General characteristics
- Tons burthen: 196, or 19654⁄94 (bm)
- Sail plan: Schooner, later brig
- Notes: Built of oak and fir

= Woodlark (1819 ship) =

Woodlark was launched at Rotherhithe in 1819. She initially traded with the Mediterranean but then switched to trading with Australia, the Dutch East Indies, and Singapore. She was wrecked in April 1828 while sailing from Australia to the Cape of Good Hope (CGH, or "the Cape") on her way to England.

==Career==
Woodlark entered Lloyd's Register (LR) in 1819 with Middleton, master, Middleton, owner, and trade London–Trieste. She also sailed to Buenos Aires, from where she returned to London on 21 April 1822. In 1823 her master changed from Turnbull to J. Brown, and her trade was London–CGH.

In 1813 the British East India Company (EIC) had lost its monopoly on the trade between India and Britain. British ships were then free to sail East of the Cape of Good Hope to Australia, the Indian Ocean, or India under a license from the EIC. A list of licensed vessels trading with Australia showed Woodlark, T. Brown, master, Buckles, owner, sailing to New South Wales on 9 March 1823. On 20 March 1824 she sailed to Singapore.

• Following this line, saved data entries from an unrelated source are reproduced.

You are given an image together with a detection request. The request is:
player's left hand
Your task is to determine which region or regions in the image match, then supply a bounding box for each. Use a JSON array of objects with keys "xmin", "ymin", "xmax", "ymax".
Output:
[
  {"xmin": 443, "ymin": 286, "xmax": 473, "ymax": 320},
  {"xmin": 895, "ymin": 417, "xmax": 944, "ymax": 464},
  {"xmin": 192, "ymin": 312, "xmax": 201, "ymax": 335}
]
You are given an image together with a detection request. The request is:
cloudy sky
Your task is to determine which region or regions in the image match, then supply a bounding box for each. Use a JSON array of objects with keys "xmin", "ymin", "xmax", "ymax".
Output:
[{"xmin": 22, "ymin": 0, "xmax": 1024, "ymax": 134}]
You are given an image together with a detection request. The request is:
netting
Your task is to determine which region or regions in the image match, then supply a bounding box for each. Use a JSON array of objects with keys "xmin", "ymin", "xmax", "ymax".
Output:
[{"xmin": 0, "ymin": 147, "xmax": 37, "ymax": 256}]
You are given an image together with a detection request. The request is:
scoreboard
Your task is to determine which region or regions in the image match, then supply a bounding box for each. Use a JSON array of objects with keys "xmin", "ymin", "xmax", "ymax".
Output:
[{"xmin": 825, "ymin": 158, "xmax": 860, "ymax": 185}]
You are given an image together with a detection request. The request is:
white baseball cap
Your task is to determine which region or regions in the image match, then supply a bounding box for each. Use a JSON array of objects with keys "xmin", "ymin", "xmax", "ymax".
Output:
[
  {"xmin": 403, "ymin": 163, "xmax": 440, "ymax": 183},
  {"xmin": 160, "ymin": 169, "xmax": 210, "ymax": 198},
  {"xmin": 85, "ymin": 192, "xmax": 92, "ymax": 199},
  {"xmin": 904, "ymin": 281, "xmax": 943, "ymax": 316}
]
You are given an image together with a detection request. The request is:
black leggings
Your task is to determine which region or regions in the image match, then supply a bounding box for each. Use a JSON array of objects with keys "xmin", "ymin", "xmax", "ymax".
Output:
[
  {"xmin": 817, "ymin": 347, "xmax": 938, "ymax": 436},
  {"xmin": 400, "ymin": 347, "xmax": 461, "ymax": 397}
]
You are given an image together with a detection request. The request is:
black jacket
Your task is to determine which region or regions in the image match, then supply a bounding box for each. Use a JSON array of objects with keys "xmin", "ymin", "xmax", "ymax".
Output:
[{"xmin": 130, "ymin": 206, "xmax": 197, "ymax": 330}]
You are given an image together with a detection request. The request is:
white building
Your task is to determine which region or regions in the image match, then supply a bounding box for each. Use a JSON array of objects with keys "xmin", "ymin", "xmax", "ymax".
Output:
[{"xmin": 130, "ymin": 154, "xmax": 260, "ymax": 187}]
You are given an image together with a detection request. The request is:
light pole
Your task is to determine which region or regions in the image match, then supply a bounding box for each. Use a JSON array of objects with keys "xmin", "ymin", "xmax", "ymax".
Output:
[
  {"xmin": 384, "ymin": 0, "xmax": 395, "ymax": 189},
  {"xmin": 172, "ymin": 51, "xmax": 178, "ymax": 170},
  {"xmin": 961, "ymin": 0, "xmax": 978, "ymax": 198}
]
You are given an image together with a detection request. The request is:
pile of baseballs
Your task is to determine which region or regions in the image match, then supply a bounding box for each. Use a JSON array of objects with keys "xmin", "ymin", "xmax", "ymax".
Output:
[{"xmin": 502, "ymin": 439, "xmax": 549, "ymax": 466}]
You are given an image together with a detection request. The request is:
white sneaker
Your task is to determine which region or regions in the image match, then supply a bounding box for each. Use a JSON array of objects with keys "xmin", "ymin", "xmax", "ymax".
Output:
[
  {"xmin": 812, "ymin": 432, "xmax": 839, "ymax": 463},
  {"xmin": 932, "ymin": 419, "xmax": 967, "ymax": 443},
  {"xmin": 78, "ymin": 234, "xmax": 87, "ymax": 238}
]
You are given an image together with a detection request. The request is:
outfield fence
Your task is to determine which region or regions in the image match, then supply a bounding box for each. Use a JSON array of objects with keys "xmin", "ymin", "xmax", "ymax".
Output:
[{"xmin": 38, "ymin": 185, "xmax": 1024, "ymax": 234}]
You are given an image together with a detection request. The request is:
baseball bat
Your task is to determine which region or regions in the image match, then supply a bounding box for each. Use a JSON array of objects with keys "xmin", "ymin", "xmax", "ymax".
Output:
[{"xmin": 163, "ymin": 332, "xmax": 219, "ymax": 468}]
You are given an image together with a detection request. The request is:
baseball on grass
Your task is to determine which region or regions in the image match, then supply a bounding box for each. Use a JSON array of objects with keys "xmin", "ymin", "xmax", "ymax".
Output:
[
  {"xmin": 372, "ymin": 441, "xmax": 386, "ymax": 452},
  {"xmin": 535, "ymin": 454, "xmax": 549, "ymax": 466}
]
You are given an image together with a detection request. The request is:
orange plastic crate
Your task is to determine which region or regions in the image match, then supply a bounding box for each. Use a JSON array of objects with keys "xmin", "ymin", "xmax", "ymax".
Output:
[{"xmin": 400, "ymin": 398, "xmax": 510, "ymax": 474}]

On 17 August 1827 Woodlark, A. Leary, master, sailed to New South Wales.

==Fate==
Woodlark, Leary, master, left Sydney on 29 March 1828 and arrived at Hobart Town on 13 March. Captain G.A. Leary (Lieutenant (RN rtd.)), left Hobart Town on 24 March, bound for the Cape and London. He ran into adverse weather off south west Tasmania and decide to sail via the Torres Straits. She bore up for Torres Straits when on 18 April she struck an unmarked shoal sixty miles from Wreck Reef. (Leary's last location calculation some hours before she struck put her at , just east of the Saumarez Reefs. After repairing the ship's longboat and constructing a raft, the crew sailed towards the coast, some 200 miles to their east. On 14 May the 18 men in the longboat reached Moreton Bay in a state of near starvation. The six men on the raft were not seen again.

Lloyd's List reported on 2 December 1828 that Captain Leary and his crew had arrived in Sydney. Three days later it passed on an earlier report that the crew had been saved and had arrived at Moreton Bay.